Well, first of all, we have to understand what levels of privilege we possess, and we have to understand that our privilege is usually completely invisible to us, but is usually glaringly obvious to someone who does not have it.
Second, we have to be willing to stop using that privilege as a trump-card in any discussion with someone who has less privilege than we do. ("Well, the majority of people agree with me, blah, blah, blah . . . . " -- well, of COURSE they do -- the majority of people who have the same privilege that you do, anyway.)
And finally, we need help in the form of "outside eyes". Which means that we have to interact with other people who do not share our privilege.

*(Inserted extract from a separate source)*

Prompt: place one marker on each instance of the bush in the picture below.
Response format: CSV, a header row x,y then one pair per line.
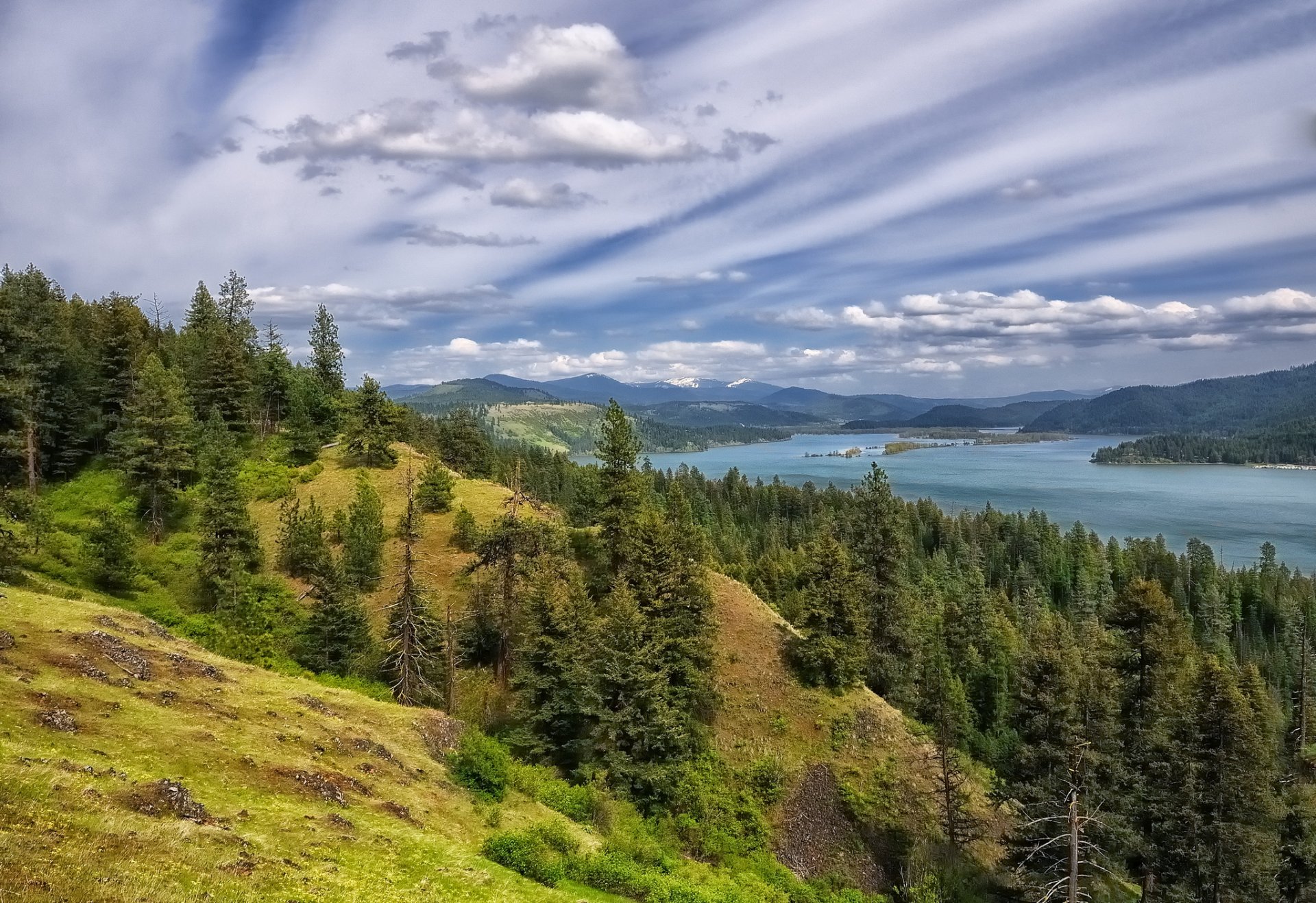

We have to interact intimately enough that we know whether we think that person's views are generally well-reasoned and consistent within their own espoused principles and ethics. We have to interact intimately enough to establish a platform of mutual-respect and trust. With those with whom we haven't established this platform, we have to cultivate a willingness to be curious about them until we know more, even (and maybe especially) if they are a person who doesn't share our viewpoint.
We have to be willing to examine -- every single time -- whether our disagreement with someone who calls us out on our privilege is simply a scramble to defend and maintain that privilege, rather than a well-reasoned argument that is consistent with, and supportive of, our desire to move forward with progressive values and attitudes.
I've often been shocked to hear people talk, in comments, about how "patient" I've been with someone, especially during a contentious discussion. I'm shocked because I don't generally feel patient when I'm commenting. I do however, recognize that in most of the discussions that draw me, I am either a) a person of privilege having a discussion with someone of less privilege, or b) a person without privilege having a discussion with someone of more privilege. These are generally the places where I find myself in "argument" mode.
In the case of a) I try to exercise the practices that I've described above in terms of stepping off of, and examining, my privilege. I consider that this person might be my "eyes out".
In the case of b) I try to consider that my voice, coming from an un-privileged place, might offer the other person an opportunity to step off of, and examine, their privilege. I consider that I may be this person's "eyes out".
One of the reasons that I love and value Shakesville (the contributors and the commenting community) is that, over time, I've been able to form relationships with other people, and to observe their styles of commentary and thought. There are certain contributors and commenters whose style, and approach, and expressed values, carried out in action and speech, are so consistent that I've developed a certain level of respect for them, even when we don't agree.
Those people also provide an "eyes-out" function for me, because if I say/write something, and I hear those people saying "Wait a minute, Portly", I generally tend to perk up my ears and think: "Hmmm. They've been right on this shit so many times. Why would I disregard their opinions now? I had better take another look." I value their confrontation, and their willingness to engage with me in ways that help me remain conscious about what I'm doing.
It's not an accident that early civil rights/feminist/gay-rights activists used the phrase "consciousness-raising" so often that many became sick of it. I believe that until we become consciously aware of our underlying bigotries, biases, and prejudices, we are helpless to change them.
I want to say "Thank You" to all of you here who have helped me to raise my consciousness.
(And to Senator Barack Obama, I'd like to suggest a "Homophobia 101" class.)